- Born: February 19, 1827 Boston
- Died: August 9, 1885 (aged 58) Františkovy Lázně
- Resting place: Protestant Cemetery, Rome
- Occupation: Writer
- Spouse(s): Richard Saltonstall Greenough
- Children: Nina Greenough, Gordon Greenough
- Parent(s): William Joseph Loring ;

= Sarah Dana Greenough =

Sarah Dana Loring Greenough (February 19, 1827 – August 9, 1885) was an American novelist.

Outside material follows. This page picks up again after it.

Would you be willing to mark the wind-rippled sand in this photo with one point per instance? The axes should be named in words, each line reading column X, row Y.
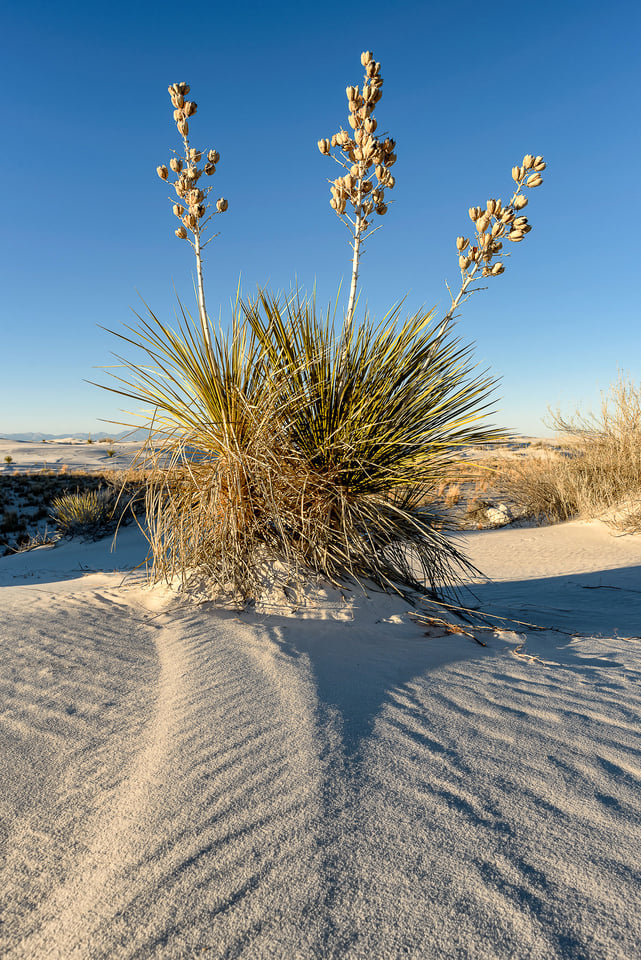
column 182, row 781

Sarah Dana Loring was born on February 19, 1827 in Boston. She was the daughter of William Joseph Loring (1795–1841) and Anna Thorndike Loring (1804–1872). In 1846, she married sculptor Richard Saltonstall Greenough. They had two children, Anna Loring "Nina" Greenough (1847–1897), and artist Richard Gordon Greenough (1851–1885). They lived in both American and Europe, particularly Rome.

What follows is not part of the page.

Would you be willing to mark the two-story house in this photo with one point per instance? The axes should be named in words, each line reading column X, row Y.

Her novel Lilian (1863) is about an American couple in Rome, inspired by her own experience and by Nathaniel Hawthorne's The Marble Faun. Her collection Arabesques: Monarè, Apollyona, Domitia, Ornbra (1871), illustrated by her son, consists of four fantasy stories involving knights, witches, a werewolf, and Roman gods.

Sarah Dana Greenough died on August 9, 1885 in Františkovy Lázně. Her husband sculpted a monument to her, Psyche Divesting Herself of Mortality, which is in the Protestant Cemetery in Rome.

== Bibliography ==

- Lilian. London, 1863.
- Treason at Home: A Novel. 3 vol. London: T. C. Newby, 1865.
- Arabesques : Monarè, Apollyona, Domitia, Ombra: Four Stories of the Supernatural, Boston, 1872, sq. 16mo.
- In Extremis: the Story of a Broken Law, Boston, 1872, sq. 16mo.
- Mary Magdalene: a Poem, Boston,, 1880, 12ino.
- Mary Magdalene, and other Poems, Boston,. 1886, 16mo.